Parafermions in Moir\'e Minibands

TL;DR

This paper explores the potential for realizing non-Abelian fractional Chern insulators with Fibonacci parafermion excitations in moiré minibands, supported by theoretical evidence from spectral analysis and entanglement spectra.

Contribution

It provides the first theoretical evidence for Fibonacci parafermion non-Abelian FCIs in moiré materials, expanding the understanding of exotic quantum phases.

Findings

Evidence from quantum numbers, spectral flow, and entanglement spectra supports non-Abelian FCIs.

Fibonacci parafermion excitations may be realized in moiré minibands.

Supports the potential for topologically protected quantum computation.

Abstract

Moir\'e materials provide a remarkably tunable platform for topological and strongly correlated quantum phases of matter.
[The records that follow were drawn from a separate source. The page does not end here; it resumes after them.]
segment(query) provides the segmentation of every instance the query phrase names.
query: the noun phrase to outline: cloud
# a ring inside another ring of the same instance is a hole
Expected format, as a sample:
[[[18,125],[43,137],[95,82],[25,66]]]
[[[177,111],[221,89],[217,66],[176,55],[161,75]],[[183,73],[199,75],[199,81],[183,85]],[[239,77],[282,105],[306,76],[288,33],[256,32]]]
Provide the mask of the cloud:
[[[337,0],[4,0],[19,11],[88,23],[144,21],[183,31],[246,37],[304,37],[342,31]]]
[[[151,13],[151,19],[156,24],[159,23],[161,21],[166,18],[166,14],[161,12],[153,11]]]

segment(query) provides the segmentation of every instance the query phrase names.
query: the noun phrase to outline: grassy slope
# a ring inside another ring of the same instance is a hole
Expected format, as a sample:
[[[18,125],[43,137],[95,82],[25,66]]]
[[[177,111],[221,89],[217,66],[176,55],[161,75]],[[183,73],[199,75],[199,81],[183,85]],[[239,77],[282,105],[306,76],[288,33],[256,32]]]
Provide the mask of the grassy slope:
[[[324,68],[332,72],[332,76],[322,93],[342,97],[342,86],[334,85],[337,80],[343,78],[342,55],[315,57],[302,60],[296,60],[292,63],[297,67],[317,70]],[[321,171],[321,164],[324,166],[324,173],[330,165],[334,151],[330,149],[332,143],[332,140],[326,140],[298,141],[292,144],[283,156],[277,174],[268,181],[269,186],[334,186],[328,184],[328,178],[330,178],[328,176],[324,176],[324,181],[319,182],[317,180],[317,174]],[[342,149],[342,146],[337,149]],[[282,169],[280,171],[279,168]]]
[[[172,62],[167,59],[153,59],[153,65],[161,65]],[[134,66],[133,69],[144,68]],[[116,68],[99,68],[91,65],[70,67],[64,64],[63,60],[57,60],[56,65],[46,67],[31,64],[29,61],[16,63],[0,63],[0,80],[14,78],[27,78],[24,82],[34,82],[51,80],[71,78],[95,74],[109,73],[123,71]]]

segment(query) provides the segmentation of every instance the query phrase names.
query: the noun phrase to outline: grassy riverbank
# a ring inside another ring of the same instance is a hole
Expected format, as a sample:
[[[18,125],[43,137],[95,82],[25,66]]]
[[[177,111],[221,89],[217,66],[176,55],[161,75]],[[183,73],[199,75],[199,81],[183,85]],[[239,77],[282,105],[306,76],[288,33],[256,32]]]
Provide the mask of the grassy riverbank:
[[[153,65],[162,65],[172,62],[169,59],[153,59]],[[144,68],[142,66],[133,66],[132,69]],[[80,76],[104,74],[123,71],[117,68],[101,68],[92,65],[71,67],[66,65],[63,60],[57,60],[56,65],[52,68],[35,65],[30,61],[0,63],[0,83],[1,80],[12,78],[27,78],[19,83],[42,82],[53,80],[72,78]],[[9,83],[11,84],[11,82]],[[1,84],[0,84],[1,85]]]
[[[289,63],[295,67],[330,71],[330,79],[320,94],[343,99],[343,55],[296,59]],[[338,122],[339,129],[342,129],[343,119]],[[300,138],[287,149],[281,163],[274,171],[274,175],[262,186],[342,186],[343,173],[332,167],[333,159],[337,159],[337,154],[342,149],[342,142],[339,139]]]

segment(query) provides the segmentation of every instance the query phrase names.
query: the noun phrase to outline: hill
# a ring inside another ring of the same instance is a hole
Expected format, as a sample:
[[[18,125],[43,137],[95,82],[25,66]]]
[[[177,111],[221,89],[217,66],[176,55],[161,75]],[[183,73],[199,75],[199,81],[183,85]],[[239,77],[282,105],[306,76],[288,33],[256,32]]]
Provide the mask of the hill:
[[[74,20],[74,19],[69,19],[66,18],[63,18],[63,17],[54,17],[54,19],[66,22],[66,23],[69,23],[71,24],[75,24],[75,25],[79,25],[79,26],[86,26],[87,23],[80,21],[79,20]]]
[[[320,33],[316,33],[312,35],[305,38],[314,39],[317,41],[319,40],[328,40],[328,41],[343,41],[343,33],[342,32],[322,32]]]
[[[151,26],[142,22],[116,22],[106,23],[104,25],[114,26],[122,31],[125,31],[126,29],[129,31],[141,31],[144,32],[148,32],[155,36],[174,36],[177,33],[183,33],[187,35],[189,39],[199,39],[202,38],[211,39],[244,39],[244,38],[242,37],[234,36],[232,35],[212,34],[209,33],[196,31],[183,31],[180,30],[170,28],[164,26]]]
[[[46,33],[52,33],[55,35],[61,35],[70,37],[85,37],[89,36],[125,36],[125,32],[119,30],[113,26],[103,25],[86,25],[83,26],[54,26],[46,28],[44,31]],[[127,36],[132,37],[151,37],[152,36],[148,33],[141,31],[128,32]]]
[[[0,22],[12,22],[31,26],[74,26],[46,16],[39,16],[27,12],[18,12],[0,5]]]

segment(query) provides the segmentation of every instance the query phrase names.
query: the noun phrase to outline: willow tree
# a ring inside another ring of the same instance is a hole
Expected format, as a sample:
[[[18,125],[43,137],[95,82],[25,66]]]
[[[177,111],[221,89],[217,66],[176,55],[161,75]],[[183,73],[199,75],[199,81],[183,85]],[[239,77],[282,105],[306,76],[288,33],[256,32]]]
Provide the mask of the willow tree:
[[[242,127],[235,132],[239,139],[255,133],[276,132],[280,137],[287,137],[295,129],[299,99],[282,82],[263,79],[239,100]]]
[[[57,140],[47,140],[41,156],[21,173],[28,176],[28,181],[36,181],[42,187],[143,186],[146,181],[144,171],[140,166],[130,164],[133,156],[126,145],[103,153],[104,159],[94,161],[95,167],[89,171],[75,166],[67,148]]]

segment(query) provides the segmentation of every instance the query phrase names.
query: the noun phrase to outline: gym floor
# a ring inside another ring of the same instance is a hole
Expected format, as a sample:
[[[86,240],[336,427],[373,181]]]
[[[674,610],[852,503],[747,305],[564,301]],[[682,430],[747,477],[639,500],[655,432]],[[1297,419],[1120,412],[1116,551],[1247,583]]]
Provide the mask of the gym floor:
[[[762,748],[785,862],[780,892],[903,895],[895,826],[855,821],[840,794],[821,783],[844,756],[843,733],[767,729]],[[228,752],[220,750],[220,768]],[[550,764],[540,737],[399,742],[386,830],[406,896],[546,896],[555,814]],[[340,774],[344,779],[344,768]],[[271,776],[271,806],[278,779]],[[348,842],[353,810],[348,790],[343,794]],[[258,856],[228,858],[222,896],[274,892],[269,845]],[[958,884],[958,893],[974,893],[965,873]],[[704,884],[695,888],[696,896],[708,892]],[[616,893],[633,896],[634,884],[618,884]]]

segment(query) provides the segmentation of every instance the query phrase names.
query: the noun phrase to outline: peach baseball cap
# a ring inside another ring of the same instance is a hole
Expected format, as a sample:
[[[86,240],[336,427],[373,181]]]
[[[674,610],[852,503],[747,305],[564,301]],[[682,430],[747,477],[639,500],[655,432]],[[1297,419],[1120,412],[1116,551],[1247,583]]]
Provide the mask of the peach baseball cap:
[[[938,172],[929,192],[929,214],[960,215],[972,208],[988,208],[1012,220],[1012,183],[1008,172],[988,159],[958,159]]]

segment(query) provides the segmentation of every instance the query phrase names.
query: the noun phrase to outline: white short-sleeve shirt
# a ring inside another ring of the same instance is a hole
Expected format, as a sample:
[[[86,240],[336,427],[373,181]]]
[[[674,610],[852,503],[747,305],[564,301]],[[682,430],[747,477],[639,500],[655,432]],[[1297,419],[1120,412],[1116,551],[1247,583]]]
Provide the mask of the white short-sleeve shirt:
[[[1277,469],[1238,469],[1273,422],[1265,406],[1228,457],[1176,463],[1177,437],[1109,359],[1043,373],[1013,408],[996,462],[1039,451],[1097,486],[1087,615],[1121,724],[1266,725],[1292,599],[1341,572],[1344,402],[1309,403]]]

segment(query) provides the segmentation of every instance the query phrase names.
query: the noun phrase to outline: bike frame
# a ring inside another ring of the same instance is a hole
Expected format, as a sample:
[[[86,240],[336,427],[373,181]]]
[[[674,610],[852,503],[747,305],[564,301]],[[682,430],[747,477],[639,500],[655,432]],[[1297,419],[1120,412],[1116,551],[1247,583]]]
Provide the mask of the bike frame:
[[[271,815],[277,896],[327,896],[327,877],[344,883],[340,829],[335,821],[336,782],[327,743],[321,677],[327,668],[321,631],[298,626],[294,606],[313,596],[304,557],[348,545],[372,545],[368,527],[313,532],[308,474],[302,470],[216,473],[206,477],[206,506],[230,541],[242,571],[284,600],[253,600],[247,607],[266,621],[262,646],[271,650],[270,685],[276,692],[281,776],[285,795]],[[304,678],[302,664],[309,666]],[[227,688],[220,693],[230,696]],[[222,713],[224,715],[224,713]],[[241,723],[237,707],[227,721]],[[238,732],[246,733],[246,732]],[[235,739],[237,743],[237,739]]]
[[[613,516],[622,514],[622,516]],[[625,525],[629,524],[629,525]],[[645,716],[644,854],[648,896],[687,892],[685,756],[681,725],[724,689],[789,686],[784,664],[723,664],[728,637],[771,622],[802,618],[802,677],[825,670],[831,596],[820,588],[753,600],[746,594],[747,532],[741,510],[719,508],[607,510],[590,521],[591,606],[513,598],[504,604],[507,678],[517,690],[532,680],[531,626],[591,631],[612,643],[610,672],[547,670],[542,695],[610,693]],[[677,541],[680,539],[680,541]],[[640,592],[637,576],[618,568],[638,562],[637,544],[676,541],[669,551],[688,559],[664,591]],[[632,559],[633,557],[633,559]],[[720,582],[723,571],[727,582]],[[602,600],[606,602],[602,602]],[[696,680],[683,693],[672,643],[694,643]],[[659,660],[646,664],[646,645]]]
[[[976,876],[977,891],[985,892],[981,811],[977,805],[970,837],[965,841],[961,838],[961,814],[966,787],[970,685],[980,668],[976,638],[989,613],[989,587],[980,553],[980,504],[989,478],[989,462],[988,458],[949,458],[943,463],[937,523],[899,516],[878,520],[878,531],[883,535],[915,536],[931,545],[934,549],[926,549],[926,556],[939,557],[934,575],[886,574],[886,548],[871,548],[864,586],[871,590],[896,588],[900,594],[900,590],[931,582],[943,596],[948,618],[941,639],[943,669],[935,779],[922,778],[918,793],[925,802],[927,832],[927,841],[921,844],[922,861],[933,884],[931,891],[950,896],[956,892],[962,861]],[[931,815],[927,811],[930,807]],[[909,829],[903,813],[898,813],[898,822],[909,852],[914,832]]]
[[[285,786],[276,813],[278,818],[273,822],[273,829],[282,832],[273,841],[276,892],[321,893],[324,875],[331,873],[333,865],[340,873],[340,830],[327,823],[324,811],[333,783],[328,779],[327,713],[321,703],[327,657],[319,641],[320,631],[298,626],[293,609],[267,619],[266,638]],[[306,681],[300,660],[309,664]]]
Very recently, the first zero field Abelian fractional Chern insulators (FCIs) have been experimentally demonstrated and it has been theoretically predicted that non-Abelian states with Majorana fermion excitations may be realized in the nearly dispersionless minibands of these systems. Here we provide telltale evidence in terms of low-energy quantum numbers, spectral flow and entanglement spectra for the even more exotic possibility of moir\'e-based non-Abelian FCIs exhibiting Fibonacci parafermion excitations.